Kavcıoğlu, Finansal İstikrar Raporu’nun son sayısından bu yana iktisadi faaliyetteki güçlü görünümün korunduğu ve jeopolitik gelişmelerin olumsuz ekonomik yansımalarına rağmen dış talebin büyümeye katkısının devam ettiğini belirtti. “İhracattaki canlı seyir ve turizm sektöründeki toparlanmaya karşın küresel emtia fiyatlarındaki yükseliş ve artan oynaklık cari işlemler açığındaki iyileşmeyi geciktirmektedir” diyen Kavcıoğlu‘nun değerlendirmesinde şu sözlere yer verildi:
Kredilerin büyüme hızı takip ediliyor
“Reel sektörün borçluluk oranı emsal ülkelere kıyasla olumlu olarak ayrışmaktadır. Şirketler kesiminin kârlılık, borçluluk ve YP pozisyon göstergelerindeki olumlu görünüm korunurken, firmalar dış borçlarını yüzde 100’ün üzerinde yenileyebilme kapasitelerini sürdürmektedirler. Hane halkının borçluluk oranı emsal ülke ortalamasının altında yer almaya devam etmektedir. Şirketler kesimi ve hane halkı finansal dayanıklılık göstergeleri genel iyileşme eğilimlerini önceki Rapor dönemi sonrasında da korumaktadır. Son dönemde hızlanan kredi büyümesinde, yükselen girdi maliyetlerinin işletme sermayesi ihtiyacını artırmasıyla da güçlenen TL firma kredileri belirleyicidir. Bireysel kredi büyümesi geçen yıl uygulamaya alınan makroihtiyati tedbirlerin etkisiyle dengeli bir seyir izlemiştir. Kredilerin büyüme hızının ve finansman kaynaklarının amacına uygun şekilde iktisadi faaliyet ile buluşmasını teminen güçlendirilen makroihtiyati politika çerçevesinin etkileri yakından takip edilmektedir. Kredilerin finansal istikrarla uyumlu büyümesi ve iktisadi faaliyetle sağlıklı buluşması bağlamında ilave tedbirler alınmaya devam edilecektir. Bankacılık sektörünün aktif kalitesi, likidite, kârlılık ve sermaye yeterliliği göstergelerindeki olumlu görünüm devam etmektedir.”

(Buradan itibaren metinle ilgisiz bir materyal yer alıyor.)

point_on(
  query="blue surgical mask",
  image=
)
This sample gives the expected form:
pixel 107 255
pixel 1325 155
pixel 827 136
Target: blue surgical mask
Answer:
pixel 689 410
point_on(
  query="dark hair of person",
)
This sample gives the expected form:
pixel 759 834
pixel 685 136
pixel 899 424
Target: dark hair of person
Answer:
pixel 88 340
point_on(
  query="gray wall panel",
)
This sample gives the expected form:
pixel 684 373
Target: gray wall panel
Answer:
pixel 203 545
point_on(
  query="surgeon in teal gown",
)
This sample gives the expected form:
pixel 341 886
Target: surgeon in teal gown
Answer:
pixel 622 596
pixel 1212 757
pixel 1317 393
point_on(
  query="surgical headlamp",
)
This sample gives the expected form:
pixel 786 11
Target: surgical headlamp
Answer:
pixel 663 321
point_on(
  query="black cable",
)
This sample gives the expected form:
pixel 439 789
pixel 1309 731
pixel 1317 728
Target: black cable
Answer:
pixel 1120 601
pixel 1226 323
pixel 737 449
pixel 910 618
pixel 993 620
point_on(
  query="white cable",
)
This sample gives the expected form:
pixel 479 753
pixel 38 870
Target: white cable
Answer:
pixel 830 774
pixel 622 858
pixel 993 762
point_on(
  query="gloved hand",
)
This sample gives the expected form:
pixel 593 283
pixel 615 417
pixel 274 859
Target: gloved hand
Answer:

Kur riski göstergelerindeki iyileşme sürüyor
Rapora göre ise reel sektörün yabancı para borcu gerilerken, kur riski göstergelerinde iyileşme sürüyor. Bankacılıkta aktif kalitesi ise olumlu görünümünü koruyor. Raporda, geçen yıl genelinde iç ve dış talebin katkısıyla güçlü bir seyir izleyen iktisadi faaliyetin, 2022’nin ilk çeyreğinde de bu seyrini koruduğuna işaret edilerek, şunlar kaydedildi:
“Geçen yılın son çeyreğinde büyümenin temel belirleyicisi özel tüketim öncülüğünde nihai yurt içi talep olmuş, net ihracatın büyümeye katkısı devam etmiştir. Hane halkı borçluluğu, iktisadi faaliyetin güçlü seyrinin de etkisiyle 2020 yılı 3. çeyreğinden itibaren azalmış olup, seviye olarak gelişmekte olan ülkeler ortalamasının oldukça altında bulunmaktadır. Öte yandan, borçlanmanın artan oranda sabit gelirli kesim tarafından yapılması öngörülebilir nakit akışı oluşturarak finansal istikrarı desteklemektedir. Hane halkı finansal varlıklarındaki artış eğilimi, mevduat ve mevduat dışı finansal varlıklardaki güçlü büyüme ile devam etmektedir. Bu dönemde, hane halkının hisse senedi ve yatırım fonları gibi mevduat dışı TL finansal varlıklara yönelimi de dikkat çekmektedir. Bu eğilimler finansal derinleşmeyi güçlendirici nitelikleri ile öne çıkmaktadır.”